There is an interesting story tied to the Iditarod Trail. By 1925, much of the gold was gone, and only 1400 people were living in Nome. Icebound for seven months of the year, with the nearest railroad more than 650 miles away, Nome’s only link to the rest of the world was by telegraph. Mail arrived from Anchorage by a relay of dog teams that covered the distance in about a month. In January of 1925, a diphtheria epidemic broke out in Nome. Diphtheria is an extremely contagious disease affecting the lungs and throat. The supply of antidiptheria serum quickly dwindled and there was only one doctor in town. When the call for serum went out from Nome, the town was under heavy snow, the temperatures were well below zero, and it was January, the time of the long twilight of Arctic winter. The only way to get the serum to Nome was by dogsled. On January 27th, with a temperature of minus 30 degrees Fahrenheit, the first of 20 dog teams set out to deliver the serum to Nome. On February 1, faced with blinding snow and gale force winds, the anchor team left for Nome. At one point, a fierce blast of wind lifted both dogs and sled into the air and the serum was temporarily lost in a snowdrift! On February 2, just before daybreak, the serum arrived in Nome, and by February 21 the epidemic was over. The lead dog Balto became a celebrity across the United States, and the city of New York erected a monument to Balto in Central Park. The inscription reads

"Dedicated to the indomitable spirit of the sled dogs that relayed anti toxin six hundred miles over rough ice across treacherous waters through Arctic blizzards from Nenana to the relief of stricken Nome in the winter of 1925."

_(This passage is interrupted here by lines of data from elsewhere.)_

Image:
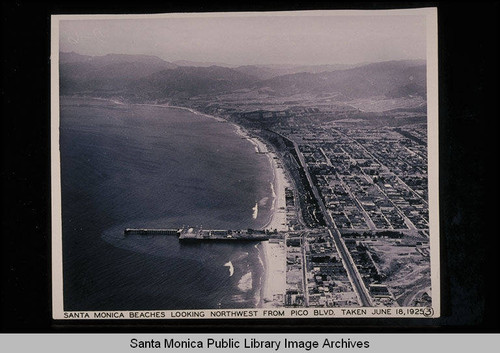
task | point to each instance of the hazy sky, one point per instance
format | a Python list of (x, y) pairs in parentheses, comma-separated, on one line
[(253, 39)]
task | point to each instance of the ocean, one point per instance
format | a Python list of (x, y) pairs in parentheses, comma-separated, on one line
[(144, 166)]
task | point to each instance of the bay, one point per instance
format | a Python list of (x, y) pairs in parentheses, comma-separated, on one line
[(147, 166)]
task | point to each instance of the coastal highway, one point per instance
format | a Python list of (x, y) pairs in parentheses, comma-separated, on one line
[(352, 271)]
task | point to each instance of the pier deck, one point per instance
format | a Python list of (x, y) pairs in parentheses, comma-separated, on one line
[(198, 234)]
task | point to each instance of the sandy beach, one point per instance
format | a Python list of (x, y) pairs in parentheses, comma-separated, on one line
[(274, 284), (273, 251)]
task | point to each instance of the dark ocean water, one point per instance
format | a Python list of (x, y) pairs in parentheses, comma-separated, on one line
[(145, 166)]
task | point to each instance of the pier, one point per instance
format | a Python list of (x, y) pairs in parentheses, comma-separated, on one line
[(199, 234)]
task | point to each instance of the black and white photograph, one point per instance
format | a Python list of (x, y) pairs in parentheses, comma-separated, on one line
[(245, 165)]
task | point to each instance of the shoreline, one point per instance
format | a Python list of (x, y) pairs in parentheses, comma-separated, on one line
[(272, 253)]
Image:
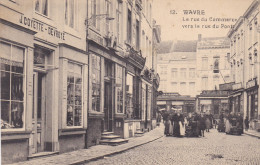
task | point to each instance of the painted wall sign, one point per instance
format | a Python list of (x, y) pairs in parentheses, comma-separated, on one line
[(237, 86), (41, 27), (251, 83)]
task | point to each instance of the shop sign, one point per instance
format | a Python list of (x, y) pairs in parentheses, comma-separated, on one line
[(41, 27), (189, 103), (224, 101), (177, 103), (227, 86), (237, 86), (251, 83), (161, 102), (205, 101)]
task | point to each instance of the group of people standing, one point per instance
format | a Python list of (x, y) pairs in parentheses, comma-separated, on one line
[(232, 123), (192, 125)]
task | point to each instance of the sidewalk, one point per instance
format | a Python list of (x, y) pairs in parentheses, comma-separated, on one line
[(252, 133), (98, 151)]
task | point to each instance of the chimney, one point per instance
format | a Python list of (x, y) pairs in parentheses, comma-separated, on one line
[(199, 37)]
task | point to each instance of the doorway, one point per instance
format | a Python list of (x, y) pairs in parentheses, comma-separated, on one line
[(38, 111), (108, 121)]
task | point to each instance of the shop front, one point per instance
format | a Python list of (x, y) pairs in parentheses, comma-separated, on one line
[(236, 99), (252, 104)]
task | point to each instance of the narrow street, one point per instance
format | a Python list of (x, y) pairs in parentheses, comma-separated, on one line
[(214, 148)]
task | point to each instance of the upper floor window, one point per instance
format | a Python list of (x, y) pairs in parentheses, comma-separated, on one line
[(174, 73), (183, 72), (129, 26), (192, 72), (119, 89), (70, 13), (12, 72), (216, 63), (137, 35), (41, 6), (119, 22), (204, 63)]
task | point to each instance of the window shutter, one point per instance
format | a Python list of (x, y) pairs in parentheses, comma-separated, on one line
[(85, 94), (102, 84), (63, 79), (29, 90)]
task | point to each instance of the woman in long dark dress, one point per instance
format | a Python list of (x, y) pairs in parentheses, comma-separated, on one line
[(202, 124), (176, 126)]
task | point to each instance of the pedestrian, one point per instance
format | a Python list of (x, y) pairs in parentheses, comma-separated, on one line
[(240, 123), (167, 123), (228, 124), (202, 124), (208, 123), (246, 123)]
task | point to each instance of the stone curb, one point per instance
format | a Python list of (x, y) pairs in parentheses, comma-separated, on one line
[(114, 153), (253, 135)]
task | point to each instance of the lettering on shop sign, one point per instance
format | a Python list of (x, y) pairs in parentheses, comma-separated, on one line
[(251, 83), (38, 26), (237, 86)]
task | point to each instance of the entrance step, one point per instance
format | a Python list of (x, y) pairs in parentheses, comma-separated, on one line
[(109, 138), (139, 133), (113, 142), (42, 154), (107, 133)]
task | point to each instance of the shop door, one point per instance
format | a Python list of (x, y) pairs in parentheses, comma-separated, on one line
[(38, 113), (108, 121)]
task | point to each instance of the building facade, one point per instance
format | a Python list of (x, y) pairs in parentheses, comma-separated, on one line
[(177, 68), (71, 71), (176, 103), (212, 63), (44, 78), (245, 64)]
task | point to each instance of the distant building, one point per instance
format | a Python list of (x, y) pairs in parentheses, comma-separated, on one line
[(212, 63), (177, 67), (244, 41), (176, 103)]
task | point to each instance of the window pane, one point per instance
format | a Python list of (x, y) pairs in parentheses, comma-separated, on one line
[(17, 114), (37, 5), (5, 109), (66, 12), (17, 87), (5, 85), (5, 50), (71, 13), (45, 7), (74, 95)]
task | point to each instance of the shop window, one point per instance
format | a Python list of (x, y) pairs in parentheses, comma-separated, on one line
[(96, 85), (143, 101), (41, 6), (74, 95), (129, 27), (129, 96), (70, 13), (12, 86), (119, 89)]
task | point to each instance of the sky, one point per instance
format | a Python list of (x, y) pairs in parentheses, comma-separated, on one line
[(174, 23)]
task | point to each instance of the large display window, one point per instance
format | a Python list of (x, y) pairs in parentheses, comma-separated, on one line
[(74, 95), (12, 73)]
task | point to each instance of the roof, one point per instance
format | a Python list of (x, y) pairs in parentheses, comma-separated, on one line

ENDURANCE – FIDELITY – INTELLIGENCE.

In 1973, volunteers reopened the mail route from Anchorage to Nome, the same route that is now used for the Iditarod.

For my few days in Nome, a wonderful family has "adopted" me. I’ll tell you a bit more about them tomorrow, but right now I’ll explain the picture accompanying today’s journal. Banner and Taylor, the two boys in the family are holding two Alaskan king crabs given to their dad that day. It is crabbing season right now, and someone had more than he needed. Dinner was "surf and turf," king crab freshly caught and moose steak!


Banner and Taylor are holding the freshly caught crabs that would soon be our dinner.